4. Following on from that, what does the assumed self-respect or lackthereof of young girls even have to do with rape? I mean, obviously, it does because a) rapists are predatory and deliberately target vulnerable girls and women who often have poor self-esteem and b) being sexually objectified and hypersexualised erodes self-esteem and self-respect, but the guys who are making this argument don’t fall in line with that reasoning. They don’t talk about rape as a deliberately predatory act and they don’t worry about the self-esteem of girls who are being constantly judged according to their perceived sexuality. They think “confidence” is a codeword for “dressing slutty” and victims call rape on themselves by being too sexy. And in that case, shouldn’t the opposite be true, that girls who don’t respect themselves are less attractive? Unless, I guess, you think low self-esteem and lack of self-respect are sexy, that they make an eleven year old girl desirable, and that the exaggerated play-acted “flirting” of pre-teens, in the few cases where it existed in the first place (which it usually doesn’t, most girls did not invite the attention, not that any level of flirting implies consent anyway and especially in a fucking child) is somehow attractive rather than clumsy and immature.

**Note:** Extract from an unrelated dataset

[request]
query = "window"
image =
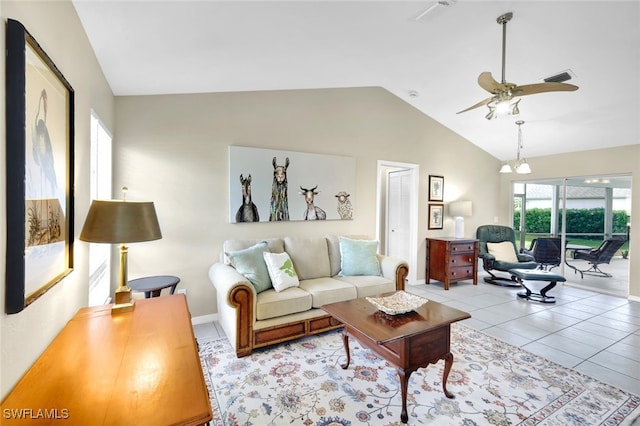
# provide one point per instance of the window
(100, 254)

This huge focus on clothing is ridiculous. Clothing is not the be all and end all of attractiveness. It might influence it in some ways, but not enough to make someone who you wouldn’t ordinarily be attracted to suddenly become someone you’re going to chase after, past the point of just eyeing them up, past the point of approaching them, past the point of flirting, past the point of asking them out, someone you’re actively trying to have sex with even if their first response isn’t “yeah, let’s do it!” Likewise, someone who’s attractive in and of themselves isn’t suddenly unattractive because they’re wearing more clothes. So how, how, how can what a child is wearing be a relevant factor? People who aggressively pursue children do it because of social values and conditioning that tells them it’s okay and they won’t face consequences. In some (but not all or even most) cases they do it because they’re pedophiles or ephebophiles, who are attracted specifically and exclusively to that age group, and also because social values and conditioning tell them they won’t face consequences. But the idea that there’s something that black girls in particular are wearing that accounts for the way they’re sexualised and shamed defies all logic and common sense.